All translations

Enter a message name below to show all available translations.

Found 3 translations.

Name	Current message text
^h English (en)	For context, the authors note that an entire year of architectural tuning between {{Term\|inception}}-v3 and {{Term\|inception}}-{{Term\|residual network\|ResNet}}-v2 yielded a 1.3% improvement, so the gains from a one-line {{Term\|activation function\|activation}} swap are economically meaningful. On a 12-layer "Base [[Transformer (machine learning model)\|Transformer]]" trained on WMT 2014 English→German, {{Term\|swish}}-1 also matches or exceeds every baseline across four newstest sets, with the largest gain on newstest2016 (+0.6 {{Term\|bleu}} over the next-best).

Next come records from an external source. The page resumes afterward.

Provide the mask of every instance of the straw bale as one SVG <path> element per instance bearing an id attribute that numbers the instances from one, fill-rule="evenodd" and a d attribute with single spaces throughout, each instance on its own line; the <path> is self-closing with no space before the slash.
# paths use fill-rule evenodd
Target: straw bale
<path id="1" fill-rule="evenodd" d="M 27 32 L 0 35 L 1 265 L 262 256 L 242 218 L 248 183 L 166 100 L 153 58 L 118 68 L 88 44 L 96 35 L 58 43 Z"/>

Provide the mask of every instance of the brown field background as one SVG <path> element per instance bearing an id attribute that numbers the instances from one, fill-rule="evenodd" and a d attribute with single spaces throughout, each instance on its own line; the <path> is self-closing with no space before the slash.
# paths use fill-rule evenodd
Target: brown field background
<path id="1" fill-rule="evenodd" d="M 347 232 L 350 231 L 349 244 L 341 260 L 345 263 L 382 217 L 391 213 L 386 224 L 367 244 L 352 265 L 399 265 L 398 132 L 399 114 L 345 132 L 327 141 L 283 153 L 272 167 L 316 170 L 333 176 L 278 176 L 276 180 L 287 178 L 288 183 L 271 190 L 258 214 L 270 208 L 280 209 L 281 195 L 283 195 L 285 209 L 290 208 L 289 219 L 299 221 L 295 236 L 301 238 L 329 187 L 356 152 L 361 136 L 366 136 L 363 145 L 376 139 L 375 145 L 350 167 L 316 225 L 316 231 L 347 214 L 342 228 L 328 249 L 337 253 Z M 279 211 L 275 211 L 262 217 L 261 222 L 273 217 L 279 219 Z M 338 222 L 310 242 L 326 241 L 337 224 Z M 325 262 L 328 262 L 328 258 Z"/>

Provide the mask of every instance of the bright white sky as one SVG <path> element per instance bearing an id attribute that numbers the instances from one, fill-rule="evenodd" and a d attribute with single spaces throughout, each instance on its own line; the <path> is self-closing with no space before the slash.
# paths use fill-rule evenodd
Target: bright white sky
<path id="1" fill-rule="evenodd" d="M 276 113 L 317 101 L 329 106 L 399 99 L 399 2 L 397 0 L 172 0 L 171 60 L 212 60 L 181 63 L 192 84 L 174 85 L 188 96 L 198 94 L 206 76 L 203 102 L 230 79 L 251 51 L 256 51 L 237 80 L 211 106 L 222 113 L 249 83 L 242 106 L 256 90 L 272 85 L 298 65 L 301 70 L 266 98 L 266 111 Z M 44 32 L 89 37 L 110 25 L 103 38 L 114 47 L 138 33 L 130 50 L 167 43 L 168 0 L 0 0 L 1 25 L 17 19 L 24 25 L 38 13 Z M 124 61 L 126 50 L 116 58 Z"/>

^h Spanish (es)	Para dar contexto, los autores señalan que un año entero de ajuste arquitectónico entre {{Term\|inception}}-v3 e {{Term\|inception}}-{{Term\|residual network\|ResNet}}-v2 produjo una mejora del 1.3%, por lo que las ganancias provenientes de un cambio de una línea en la {{Term\|activation function\|función de activación}} son económicamente significativas. En un [[Transformer (machine learning model)\|Transformer]] base de 12 capas entrenado en WMT 2014 inglés→alemán, {{Term\|swish}}-1 también iguala o supera a todas las líneas base en los cuatro conjuntos newstest, con la mayor ganancia en newstest2016 (+0.6 {{Term\|bleu}} sobre la siguiente mejor).

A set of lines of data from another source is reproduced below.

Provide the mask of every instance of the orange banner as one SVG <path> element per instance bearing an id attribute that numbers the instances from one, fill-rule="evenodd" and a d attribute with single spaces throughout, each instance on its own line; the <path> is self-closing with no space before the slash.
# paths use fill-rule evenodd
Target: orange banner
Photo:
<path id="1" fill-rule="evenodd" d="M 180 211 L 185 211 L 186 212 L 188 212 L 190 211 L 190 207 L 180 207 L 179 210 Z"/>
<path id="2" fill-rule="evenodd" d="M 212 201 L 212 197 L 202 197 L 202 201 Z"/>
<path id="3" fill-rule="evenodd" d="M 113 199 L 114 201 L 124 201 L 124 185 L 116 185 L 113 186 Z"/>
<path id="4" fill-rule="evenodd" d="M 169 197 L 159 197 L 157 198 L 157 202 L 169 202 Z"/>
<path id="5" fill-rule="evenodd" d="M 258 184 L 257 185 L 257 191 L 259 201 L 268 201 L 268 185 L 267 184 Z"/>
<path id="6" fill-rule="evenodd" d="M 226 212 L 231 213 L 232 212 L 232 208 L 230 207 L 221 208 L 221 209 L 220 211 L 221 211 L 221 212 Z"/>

^h Chinese (zh)	作为参考,作者指出从 {{Term\|inception}}-v3 到 {{Term\|inception}}-{{Term\|residual network\|ResNet}}-v2 整整一年的架构调优带来了 1.3% 的提升,因此仅一行的{{Term\|activation function\|激活函数}}替换所带来的收益在经济上是有意义的。在 WMT 2014 英语→德语上训练的 12 层“Base [[Transformer (machine learning model)\|Transformer]]”上,{{Term\|swish}}-1 在四个 newstest 集上同样匹配或超越所有基线,最大增益出现在 newstest2016 上(比次优值高 +0.6 {{Term\|bleu}})。